As reported by the ABA Journal:
“56.3% of the lawyers said they were unlikely or extremely unlikely to correct the misimpression, while 24.4% said they were likely or extremely likely to do so.”
Scenario 2
You represent client. Client was an at-will employee fired from a large corporation without explanation. You are negotiating severance pay, a noncompete clause and other issues. You negotiated a resolution that included client’s agreement not to work for a list of companies for two years. When the opposing counsel presents the settlement document, it omits one of the companies on the noncompete list.
- How likely are you to continue to signatures without informing opposing counsel of the omission?
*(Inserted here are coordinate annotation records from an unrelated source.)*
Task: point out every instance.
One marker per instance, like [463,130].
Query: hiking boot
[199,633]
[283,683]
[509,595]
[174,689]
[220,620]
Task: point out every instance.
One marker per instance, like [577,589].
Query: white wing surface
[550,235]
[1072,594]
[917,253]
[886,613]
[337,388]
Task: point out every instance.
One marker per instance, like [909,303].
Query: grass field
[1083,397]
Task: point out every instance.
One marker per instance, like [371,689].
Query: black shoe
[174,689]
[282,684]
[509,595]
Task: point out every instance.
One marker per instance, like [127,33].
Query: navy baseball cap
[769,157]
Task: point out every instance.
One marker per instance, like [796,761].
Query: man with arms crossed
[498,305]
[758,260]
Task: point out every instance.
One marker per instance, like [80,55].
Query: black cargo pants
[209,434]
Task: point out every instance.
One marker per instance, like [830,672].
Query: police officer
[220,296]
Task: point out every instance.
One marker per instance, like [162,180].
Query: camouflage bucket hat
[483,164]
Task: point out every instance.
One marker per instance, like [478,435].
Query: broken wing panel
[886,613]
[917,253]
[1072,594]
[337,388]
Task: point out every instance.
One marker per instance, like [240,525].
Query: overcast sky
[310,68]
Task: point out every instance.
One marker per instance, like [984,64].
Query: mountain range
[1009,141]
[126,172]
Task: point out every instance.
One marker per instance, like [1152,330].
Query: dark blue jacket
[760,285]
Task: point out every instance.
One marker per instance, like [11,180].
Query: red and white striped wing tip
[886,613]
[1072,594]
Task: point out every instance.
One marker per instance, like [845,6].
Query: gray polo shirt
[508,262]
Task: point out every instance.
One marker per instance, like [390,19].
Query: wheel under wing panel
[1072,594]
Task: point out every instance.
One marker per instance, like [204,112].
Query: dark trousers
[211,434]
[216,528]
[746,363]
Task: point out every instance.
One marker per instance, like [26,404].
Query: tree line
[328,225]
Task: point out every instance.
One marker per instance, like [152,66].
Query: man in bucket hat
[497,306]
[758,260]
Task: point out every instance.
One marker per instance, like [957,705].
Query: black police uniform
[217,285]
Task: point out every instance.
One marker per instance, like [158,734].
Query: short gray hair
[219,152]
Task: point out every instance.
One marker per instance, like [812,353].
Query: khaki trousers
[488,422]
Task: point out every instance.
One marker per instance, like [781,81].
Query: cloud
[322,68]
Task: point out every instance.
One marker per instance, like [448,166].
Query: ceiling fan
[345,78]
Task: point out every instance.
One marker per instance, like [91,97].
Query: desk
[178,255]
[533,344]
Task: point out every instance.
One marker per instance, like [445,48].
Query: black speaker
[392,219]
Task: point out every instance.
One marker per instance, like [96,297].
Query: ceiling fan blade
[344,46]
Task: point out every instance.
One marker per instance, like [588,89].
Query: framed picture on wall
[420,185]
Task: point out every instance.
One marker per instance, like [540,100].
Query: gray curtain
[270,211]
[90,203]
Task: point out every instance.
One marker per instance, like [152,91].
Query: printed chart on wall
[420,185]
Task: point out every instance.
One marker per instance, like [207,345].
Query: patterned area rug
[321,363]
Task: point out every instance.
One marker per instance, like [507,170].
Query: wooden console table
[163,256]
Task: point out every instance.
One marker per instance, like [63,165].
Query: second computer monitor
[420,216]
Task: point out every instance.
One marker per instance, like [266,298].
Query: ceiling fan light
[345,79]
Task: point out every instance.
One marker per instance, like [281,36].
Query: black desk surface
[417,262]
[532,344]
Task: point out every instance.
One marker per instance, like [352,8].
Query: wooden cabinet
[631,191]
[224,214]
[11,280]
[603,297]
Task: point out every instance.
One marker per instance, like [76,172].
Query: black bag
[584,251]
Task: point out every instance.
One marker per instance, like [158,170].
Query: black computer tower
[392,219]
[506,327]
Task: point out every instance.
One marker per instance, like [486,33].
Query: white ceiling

- How likely are you to take direction solely from your client about whether to inform opposing counsel of the omission?
- How likely are you to advise your client of your intent to inform opposing counsel of the omission and withdraw representation if your client refuses?
- How likely are you to inform opposing counsel of the omission without first asking your client?
As reported by the ABA Journal:
- “72.9% of the lawyers said they were unlikely or extremely unlikely to correct the omission, while 14% said they were likely or extremely likely to do so.”
Scenario 3
You represent client in a disability claim. During mediation, the mediator informs you that the defendant has proof that your client is not disabled. The mediator has seen the video and tells you that it shows your client working around the house and yard. In a private discussion, client informs you that client has an identical twin who often visits client home to help with physical chores—including landscaping, roof repair, car mechanics and moving furniture.
- How likely are you to keep the existence of the twin brother hidden from both the mediator and the opposition team, and go to trial with the plan to turn the “smoking gun” evidence of the defense into a dramatic “gotcha” moment in court?
- How likely are you to keep the existence of the twin brother hidden from both the mediator and the opposition team, but ask the mediator to determine if the defense will meet a specific demand amount if your client is able to discredit the defense’s video?
- How likely are you to disclose information about the twin brother and his work on the house to the mediator and allow the mediator discretion about whether to disclose this information to the opposition team?
As reported by the ABA Journal:
- 81.7% of lawyers said they were unlikely or extremely unlikely to wait for a “gotcha” trial moment, while 5.6% said they were likely or extremely likely to do so.
- 8% of the lawyers said they were unlikely or extremely unlikely to ask the mediator whether the defense would meet a specific demand amount if they can discredit the video, while 30.8% said they were likely or extremely likely to do so.
- 1% of the lawyers said they were unlikely or extremely unlikely to inform the mediator about the twin brother to disclose to the defense at the mediator’s discretion, while 44.6% said they were likely or extremely likely to do so.
- 2% of the lawyers said they were unlikely or extremely unlikely to disclose the twin brother directly to the opposition team, while 42.1% said they were likely or extremely likely to do so.